Je pense qu’il a essayé de te suivre ce matin, mais qu’il était trop faible pour aller jusqu’au lycée… »

La supposition émise par sa mère ajouta la culpabilité aux émotions qui se livraient bataille dans le cœur de la nécromancienne.

Amélie se redressa, elle fit rouler ses épaules avant d’expirer doucement et de pointer le chaton de sa baguette d’if.

« Curo ! » *

Lentement, les oreilles du chaton se redressèrent et se reformèrent. Enthousiasmée par ce début de résultat, Amélie répéta l’incantation tout en dessinant de petits cercles avec sa baguette. À présent qu’elle s’en savait capable, elle se concentra sur son désir, celui de le soigner de toutes ses blessures et de toutes ses maladies.

Lorsqu’elle laissa retomber sa baguette, elle se sentait épuisée. Épuisée, mais satisfaite : bien qu’il soit toujours d’une maigreur alarmante et couvert de sang, le petit félin respirait la santé. Elle avait aussi pris le temps de guérir sa main gauche.

« Bravo, Amélie ! Maintenant il faut se dépêcher, les magasins vont bientôt fermer ! s’agita Hélène.

— Hein ?

Bah oui ! Il lui faut une litière !

— Et à manger ! compléta Denise avec entrain.

— Ça peut pas attendre demain ? gémit Amélie. Je dois bien avoir un vieux pull à sacrifier pour ses besoins et il y a du lait au frigo ! »

Les deux esprits ripostèrent uniformément avec un « NON » ferme, puis inondèrent Amélie de conseils sur comment s’occuper d’un chaton.

« Stop ! Ok, Ok ! J’ai compris ! Je vais faire des courses ! râla la jeune femme. Enfin… Maman, tu vas faire des courses. J’ai toujours mon petit souci d’aura… »

Hélène ne se fit pas prier deux fois et prit possession du corps de sa fille.

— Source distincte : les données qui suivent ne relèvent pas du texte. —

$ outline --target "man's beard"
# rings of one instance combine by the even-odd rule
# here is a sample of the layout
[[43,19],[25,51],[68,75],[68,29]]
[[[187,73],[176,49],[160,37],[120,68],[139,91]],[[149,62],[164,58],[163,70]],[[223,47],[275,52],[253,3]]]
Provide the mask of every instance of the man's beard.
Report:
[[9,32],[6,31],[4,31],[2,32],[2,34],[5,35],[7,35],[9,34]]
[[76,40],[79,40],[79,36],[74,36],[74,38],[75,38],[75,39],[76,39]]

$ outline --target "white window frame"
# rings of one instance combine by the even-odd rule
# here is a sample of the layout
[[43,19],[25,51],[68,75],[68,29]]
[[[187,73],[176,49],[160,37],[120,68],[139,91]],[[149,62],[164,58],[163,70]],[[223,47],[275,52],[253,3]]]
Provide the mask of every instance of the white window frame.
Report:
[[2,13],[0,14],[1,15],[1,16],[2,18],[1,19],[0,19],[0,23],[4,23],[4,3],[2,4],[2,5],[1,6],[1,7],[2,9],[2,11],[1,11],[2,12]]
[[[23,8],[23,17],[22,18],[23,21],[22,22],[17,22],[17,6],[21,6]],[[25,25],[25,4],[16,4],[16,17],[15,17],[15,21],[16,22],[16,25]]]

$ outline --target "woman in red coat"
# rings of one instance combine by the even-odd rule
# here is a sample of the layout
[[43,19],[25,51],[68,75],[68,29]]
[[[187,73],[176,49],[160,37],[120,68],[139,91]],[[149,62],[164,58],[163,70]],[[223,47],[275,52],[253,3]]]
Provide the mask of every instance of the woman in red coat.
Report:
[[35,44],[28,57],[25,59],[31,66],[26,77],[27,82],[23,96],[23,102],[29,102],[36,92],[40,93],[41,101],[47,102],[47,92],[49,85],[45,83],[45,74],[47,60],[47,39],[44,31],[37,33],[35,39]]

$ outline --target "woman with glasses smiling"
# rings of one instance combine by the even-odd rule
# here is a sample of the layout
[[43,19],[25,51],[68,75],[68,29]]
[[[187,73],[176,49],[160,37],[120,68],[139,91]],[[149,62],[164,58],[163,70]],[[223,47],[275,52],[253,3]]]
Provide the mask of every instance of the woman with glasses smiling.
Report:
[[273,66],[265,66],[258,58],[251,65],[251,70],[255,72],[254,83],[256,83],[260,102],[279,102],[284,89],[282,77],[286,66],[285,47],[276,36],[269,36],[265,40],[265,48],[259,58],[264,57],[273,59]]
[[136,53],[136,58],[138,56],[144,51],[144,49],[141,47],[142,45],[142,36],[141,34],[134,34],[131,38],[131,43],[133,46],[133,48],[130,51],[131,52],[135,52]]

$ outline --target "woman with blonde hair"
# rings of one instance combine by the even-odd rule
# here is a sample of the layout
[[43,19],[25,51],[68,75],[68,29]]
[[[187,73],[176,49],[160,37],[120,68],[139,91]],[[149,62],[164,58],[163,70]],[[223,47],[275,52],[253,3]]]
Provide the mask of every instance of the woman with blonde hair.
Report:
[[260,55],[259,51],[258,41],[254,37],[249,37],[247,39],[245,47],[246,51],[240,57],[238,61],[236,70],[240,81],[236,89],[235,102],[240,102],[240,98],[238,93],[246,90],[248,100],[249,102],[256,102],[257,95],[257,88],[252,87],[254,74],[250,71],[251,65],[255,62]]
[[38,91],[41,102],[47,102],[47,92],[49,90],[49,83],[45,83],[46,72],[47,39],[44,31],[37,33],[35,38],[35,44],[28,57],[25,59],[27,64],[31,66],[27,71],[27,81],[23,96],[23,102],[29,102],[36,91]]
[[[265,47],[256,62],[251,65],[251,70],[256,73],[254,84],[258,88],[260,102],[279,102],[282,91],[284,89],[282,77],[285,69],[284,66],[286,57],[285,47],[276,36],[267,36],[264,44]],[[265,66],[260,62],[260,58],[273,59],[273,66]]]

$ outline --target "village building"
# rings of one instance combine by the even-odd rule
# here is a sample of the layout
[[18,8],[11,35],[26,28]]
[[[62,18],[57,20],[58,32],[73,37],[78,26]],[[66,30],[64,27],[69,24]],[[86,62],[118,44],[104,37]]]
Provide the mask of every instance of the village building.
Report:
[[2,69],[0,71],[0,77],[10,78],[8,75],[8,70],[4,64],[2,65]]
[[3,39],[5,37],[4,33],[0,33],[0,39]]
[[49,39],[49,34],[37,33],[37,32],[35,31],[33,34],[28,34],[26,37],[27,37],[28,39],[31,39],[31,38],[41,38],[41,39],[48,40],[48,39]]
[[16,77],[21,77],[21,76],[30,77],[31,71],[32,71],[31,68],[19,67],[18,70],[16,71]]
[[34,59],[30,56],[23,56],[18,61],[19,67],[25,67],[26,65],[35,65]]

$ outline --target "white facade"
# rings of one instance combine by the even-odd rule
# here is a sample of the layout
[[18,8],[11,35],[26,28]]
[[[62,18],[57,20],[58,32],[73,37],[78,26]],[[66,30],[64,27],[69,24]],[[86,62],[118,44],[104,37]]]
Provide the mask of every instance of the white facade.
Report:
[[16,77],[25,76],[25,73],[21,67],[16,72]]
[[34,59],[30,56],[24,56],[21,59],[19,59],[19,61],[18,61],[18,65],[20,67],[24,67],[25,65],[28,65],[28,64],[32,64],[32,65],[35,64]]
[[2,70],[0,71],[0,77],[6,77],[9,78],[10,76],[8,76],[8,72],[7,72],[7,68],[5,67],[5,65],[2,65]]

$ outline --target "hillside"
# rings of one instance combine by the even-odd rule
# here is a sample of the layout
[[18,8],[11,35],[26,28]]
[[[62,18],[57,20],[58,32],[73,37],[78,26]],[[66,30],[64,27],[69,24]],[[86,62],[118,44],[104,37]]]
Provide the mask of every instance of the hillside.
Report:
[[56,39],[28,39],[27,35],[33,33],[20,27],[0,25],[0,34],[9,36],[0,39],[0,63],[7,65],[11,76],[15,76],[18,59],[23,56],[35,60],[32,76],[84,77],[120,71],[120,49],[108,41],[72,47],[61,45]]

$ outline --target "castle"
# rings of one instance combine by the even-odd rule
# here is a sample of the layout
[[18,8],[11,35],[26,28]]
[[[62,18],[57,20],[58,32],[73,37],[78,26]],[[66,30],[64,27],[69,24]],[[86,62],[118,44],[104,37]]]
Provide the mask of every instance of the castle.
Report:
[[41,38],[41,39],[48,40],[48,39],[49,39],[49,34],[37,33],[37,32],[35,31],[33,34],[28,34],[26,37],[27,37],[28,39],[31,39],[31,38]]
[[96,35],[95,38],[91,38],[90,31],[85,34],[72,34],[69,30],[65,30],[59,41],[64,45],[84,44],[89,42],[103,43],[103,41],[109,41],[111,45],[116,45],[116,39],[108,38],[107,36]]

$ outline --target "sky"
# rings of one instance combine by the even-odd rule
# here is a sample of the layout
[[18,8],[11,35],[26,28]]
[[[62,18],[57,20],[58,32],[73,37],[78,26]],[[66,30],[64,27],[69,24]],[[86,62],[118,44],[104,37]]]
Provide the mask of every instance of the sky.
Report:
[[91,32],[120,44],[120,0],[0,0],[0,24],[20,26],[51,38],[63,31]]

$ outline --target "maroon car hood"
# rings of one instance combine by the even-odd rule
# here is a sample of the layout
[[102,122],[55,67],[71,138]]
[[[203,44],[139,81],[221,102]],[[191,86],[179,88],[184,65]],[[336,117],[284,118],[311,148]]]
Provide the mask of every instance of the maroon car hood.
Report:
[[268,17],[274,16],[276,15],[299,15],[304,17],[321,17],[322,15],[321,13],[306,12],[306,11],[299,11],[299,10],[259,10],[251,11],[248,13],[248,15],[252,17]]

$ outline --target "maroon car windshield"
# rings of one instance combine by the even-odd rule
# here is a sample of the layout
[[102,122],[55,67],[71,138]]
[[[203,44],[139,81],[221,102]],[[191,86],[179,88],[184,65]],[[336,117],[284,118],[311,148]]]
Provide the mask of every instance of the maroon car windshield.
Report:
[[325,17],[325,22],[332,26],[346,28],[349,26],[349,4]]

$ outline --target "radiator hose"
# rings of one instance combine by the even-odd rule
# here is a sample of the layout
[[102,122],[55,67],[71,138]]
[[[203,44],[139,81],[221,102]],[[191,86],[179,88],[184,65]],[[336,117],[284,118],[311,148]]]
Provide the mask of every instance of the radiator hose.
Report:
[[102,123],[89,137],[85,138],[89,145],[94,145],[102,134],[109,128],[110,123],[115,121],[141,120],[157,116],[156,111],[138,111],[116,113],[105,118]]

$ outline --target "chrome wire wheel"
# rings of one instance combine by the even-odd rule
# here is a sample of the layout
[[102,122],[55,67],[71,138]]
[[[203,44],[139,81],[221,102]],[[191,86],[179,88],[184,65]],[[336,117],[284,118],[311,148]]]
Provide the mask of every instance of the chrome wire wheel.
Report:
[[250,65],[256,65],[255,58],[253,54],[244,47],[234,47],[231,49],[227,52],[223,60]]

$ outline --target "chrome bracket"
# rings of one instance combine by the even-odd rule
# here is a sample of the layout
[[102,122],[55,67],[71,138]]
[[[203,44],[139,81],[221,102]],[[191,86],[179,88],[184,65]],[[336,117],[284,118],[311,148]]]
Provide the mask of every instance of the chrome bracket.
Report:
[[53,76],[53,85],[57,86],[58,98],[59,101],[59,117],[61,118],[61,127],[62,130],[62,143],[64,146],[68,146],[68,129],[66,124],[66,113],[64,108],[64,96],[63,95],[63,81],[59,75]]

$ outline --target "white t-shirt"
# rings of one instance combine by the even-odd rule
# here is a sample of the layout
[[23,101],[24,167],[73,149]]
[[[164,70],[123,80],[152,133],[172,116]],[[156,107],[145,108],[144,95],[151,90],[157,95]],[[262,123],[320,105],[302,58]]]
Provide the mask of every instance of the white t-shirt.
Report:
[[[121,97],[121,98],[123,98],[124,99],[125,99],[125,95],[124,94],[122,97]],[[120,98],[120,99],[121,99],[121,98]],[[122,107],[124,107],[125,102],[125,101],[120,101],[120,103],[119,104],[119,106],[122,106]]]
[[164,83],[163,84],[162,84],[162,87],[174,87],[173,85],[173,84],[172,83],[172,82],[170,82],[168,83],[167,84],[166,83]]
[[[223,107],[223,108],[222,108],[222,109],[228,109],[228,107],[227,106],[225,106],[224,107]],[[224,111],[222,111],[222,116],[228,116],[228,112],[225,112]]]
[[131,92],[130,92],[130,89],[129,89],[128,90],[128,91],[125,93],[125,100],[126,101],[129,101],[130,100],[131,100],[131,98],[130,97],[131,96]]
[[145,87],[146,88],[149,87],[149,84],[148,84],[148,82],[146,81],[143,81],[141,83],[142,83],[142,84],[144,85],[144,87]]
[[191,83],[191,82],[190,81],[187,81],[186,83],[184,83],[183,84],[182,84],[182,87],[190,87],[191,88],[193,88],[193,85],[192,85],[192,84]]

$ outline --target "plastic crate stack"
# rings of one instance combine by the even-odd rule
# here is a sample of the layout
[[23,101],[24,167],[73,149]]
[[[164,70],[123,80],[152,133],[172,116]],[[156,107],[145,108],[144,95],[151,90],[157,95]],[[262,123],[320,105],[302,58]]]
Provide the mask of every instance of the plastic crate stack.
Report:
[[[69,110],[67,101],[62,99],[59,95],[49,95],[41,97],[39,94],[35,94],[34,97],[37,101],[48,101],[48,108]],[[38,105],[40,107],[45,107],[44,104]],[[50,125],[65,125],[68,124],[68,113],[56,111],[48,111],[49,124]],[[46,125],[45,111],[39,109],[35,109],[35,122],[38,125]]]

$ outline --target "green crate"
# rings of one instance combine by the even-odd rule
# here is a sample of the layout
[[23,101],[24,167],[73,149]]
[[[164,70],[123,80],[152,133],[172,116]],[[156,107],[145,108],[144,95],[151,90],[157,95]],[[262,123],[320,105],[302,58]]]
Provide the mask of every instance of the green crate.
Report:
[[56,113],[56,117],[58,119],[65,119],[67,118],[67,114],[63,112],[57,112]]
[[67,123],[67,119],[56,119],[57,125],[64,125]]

D’un pas rapide, Hélène quitta l’immeuble et s’engagea sur le chemin du supermarché le plus proche. Elle dut cependant changer d’itinéraire : la rue où Amélie s’était déchaînée était inaccessible. Un cordon de sécurité et deux gendarmes à la mine sombre en fermaient l’accès. Elles aperçurent également un camion de pompiers et une ambulance à l’entrée de l’impasse. Hélène s’apprêtait à prendre un autre chemin, lorsqu’elle entendit les pleurs d’une femme. La détresse d’une mère. Son pas ralentit et son regard s’attarda sur le camion de pompier d’où provenaient les lamentations. Amélie la ramena froidement à l’ordre :

« Hitler aussi avait une mère qui l’aimait. Avance. »

Hélène serra la mâchoire avant de se détourner de la scène macabre et de reprendre son chemin.